Le Ghana et le Burkina Faso ont signé sept accords stratégiques visant à sécuriser et à renforcer l’une des artères économiques les plus vitales d’Afrique de l’Ouest : le corridor commercial Tema-Ouagadougou .
Ce renforcement de la coopération intervient à un moment critique, alors que l’insécurité croissante au Sahel menace de plus en plus les voies de transport, les commerçants et les populations frontalières d’Afrique de l’Ouest. En officialisant une coordination plus étroite en matière de sécurité, de gestion des frontières et de résilience des infrastructures, les deux pays voisins envoient un message clair : la continuité économique et la stabilité régionale sont non négociables.
Protéger un lien vital pour le commerce régional
Le corridor Tema-Ouagadougou constitue une voie d’accès essentielle pour les importations et les exportations du Burkina Faso via les ports ghanéens. Toute perturbation sur cet axe aurait des répercussions non seulement sur le commerce bilatéral, mais aussi sur l’ensemble des chaînes d’approvisionnement desservant la sous-région ouest-africaine.
Les autorités affirment que les sept accords permettront d’améliorer :
- Opérations de sécurité conjointes le long des voies de transport
- Amélioration de la coordination et du partage de renseignements aux frontières
- Faciliter le commerce et fluidifier la circulation des biens et des personnes
- Réponses coordonnées aux risques environnementaux, notamment aux inondations dues au barrage de Bagré
En s’attaquant aux défis sécuritaires et logistiques, les deux gouvernements visent à renforcer la confiance des investisseurs, des commerçants et des opérateurs de transport.
La sécurité rencontre la stratégie économique
La dégradation de la situation sécuritaire au Sahel exerce une pression sans précédent sur les économies régionales. Les groupes armés qui ciblent les voies de transport et les zones frontalières perturbent le commerce et accentuent l’incertitude.

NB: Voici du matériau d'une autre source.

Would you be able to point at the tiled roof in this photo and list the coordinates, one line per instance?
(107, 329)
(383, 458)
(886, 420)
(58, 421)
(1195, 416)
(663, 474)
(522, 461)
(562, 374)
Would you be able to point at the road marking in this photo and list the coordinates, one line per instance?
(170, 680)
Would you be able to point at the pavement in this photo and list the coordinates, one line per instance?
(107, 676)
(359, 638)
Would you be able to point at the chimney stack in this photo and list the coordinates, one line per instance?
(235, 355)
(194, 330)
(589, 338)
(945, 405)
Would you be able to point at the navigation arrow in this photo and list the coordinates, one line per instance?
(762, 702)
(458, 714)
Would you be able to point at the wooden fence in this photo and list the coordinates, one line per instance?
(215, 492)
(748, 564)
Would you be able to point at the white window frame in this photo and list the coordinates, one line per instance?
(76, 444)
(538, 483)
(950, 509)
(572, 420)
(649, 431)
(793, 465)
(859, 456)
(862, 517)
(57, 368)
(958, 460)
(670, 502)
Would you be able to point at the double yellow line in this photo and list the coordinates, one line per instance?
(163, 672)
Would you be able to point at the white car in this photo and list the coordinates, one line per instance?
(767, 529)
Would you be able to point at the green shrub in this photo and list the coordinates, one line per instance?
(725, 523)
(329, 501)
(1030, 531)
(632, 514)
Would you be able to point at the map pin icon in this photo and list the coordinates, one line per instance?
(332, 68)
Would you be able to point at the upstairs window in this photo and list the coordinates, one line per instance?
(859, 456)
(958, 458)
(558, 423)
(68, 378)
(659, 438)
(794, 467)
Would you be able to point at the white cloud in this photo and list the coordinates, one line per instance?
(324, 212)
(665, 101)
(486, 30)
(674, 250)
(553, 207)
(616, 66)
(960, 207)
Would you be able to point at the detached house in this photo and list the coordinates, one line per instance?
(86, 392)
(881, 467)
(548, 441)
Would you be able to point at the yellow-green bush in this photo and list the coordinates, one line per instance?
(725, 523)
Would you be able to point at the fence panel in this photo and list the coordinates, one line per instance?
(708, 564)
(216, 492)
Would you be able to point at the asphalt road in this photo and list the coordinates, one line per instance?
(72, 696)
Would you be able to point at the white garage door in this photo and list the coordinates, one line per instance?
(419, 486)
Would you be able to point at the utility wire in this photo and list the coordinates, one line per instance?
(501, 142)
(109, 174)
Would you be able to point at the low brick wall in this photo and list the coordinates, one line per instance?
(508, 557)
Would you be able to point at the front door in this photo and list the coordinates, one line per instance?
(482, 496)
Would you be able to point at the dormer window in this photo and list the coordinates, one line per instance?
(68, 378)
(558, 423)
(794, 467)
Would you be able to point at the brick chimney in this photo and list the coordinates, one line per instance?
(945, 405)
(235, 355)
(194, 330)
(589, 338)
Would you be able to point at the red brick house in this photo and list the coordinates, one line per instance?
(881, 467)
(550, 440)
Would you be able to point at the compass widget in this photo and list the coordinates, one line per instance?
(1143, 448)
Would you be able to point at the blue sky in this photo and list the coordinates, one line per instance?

Les derniers accords conclus entre le Ghana et le Burkina Faso témoignent de la reconnaissance du caractère indissociable de la sécurité et de la politique économique. La protection des corridors commerciaux n’est pas seulement une priorité en matière de défense, c’est un impératif de développement.
Chez Afroscopie, nous considérons cette initiative comme faisant partie d’un réajustement régional plus large, où les États d’Afrique de l’Ouest privilégient la diplomatie des corridors — en préservant les infrastructures qui sous-tendent les chaînes d’approvisionnement alimentaire, la distribution de carburant et le commerce transfrontalier.
Une réinitialisation diplomatique
Au-delà de la coordination opérationnelle, ces accords témoignent d’un renforcement du rapprochement diplomatique entre Accra et Ouagadougou. Dans une région marquée par des transitions politiques et des alliances mouvantes, ce partenariat souligne l’importance d’une coopération pragmatique fondée sur des intérêts communs.
La stabilité le long de ce corridor profite aux deux pays : le Ghana renforce son rôle de plaque tournante logistique régionale, tandis que le Burkina Faso s’assure un accès fiable aux routes commerciales maritimes.
Sécurité régionale, prospérité partagée
Cette collaboration s’inscrit également dans le cadre des ambitions plus larges de la Zone de libre-échange continentale africaine (ZLECAf) , où le commerce intra-africain dépend de réseaux de transport sûrs, efficaces et résilients.
Alors que l’Afrique de l’Ouest est confrontée à des défis sécuritaires complexes, des partenariats comme celui-ci soulignent une vérité fondamentale : la résilience économique exige une action coordonnée.
Sept accords.
Un seul corridor.
Un engagement commun pour la stabilité et la prospérité.